Publié en ligne le 25 août 2023
Pourquoi je prends ma douche trois minutes de trop ?
Thierry Ripoll
Sciences Humaines Éditions, 2023, 312 pages, 20 €

Thierry Ripoll, professeur de psychologie cognitive et également présenté comme « écologue de terrain », nous propose, à travers ce livre écrit de façon agréablement didactique, une approche tout à fait originale des causes de la détérioration de l’écosystème. Dans une vision évolutionniste de la crise environnementale, il explique pourquoi cette situation inédite et potentiellement attentatoire à notre survie se présente : elle est d’abord inhérente à notre espèce et surtout au fonctionnement de notre cerveau et à son adaptation sélective au cours des centaines de milliers d’années de son existence. Selon l’auteur, il s’agit de comprendre pourquoi notre comportement peut en partie être déconnecté de notre conscience, pourquoi l’irrationnel peut l’emporter sur la raison, nous empêchant d’agir.

Quatorze chapitres précèdent les deux chapitres terminaux sur les solutions proposées. Ils traitent des obstacles à l’action, lesquels sont, selon l’auteur, psychologiques et politiques. Ils sont en fait autant d’approches du même problème global sous des angles volontairement différents.

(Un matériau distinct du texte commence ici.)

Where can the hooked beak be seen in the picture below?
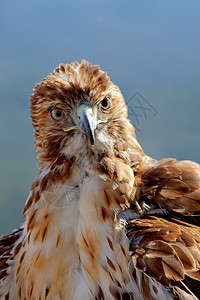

L’auteur traite ainsi d’abord de la question de la conscience du problème environnemental, à l’échelon individuel et collectif. Ensuite il est question de survie et de reproduction des espèces, dont la nôtre, marquée par la croissance, au point de pouvoir être considérée comme invasive. On y traite du plaisir des espèces, et bien sûr de la nôtre en particulier ; du niveau de plaisir, des addictions ; de dopamine et de sérotonine… De nombreux autres aspects du comportement humain sont alors successivement analysés comme facteurs explicatifs de la crise environnementale. On distingue partout les causes proximales et distales, les bénéfices à court terme et ceux à long terme… Ainsi le titre accrocheur illustre le fait que l’individu privilégie naturellement le plaisir immédiat quand la raison lui dicte une certaine privation.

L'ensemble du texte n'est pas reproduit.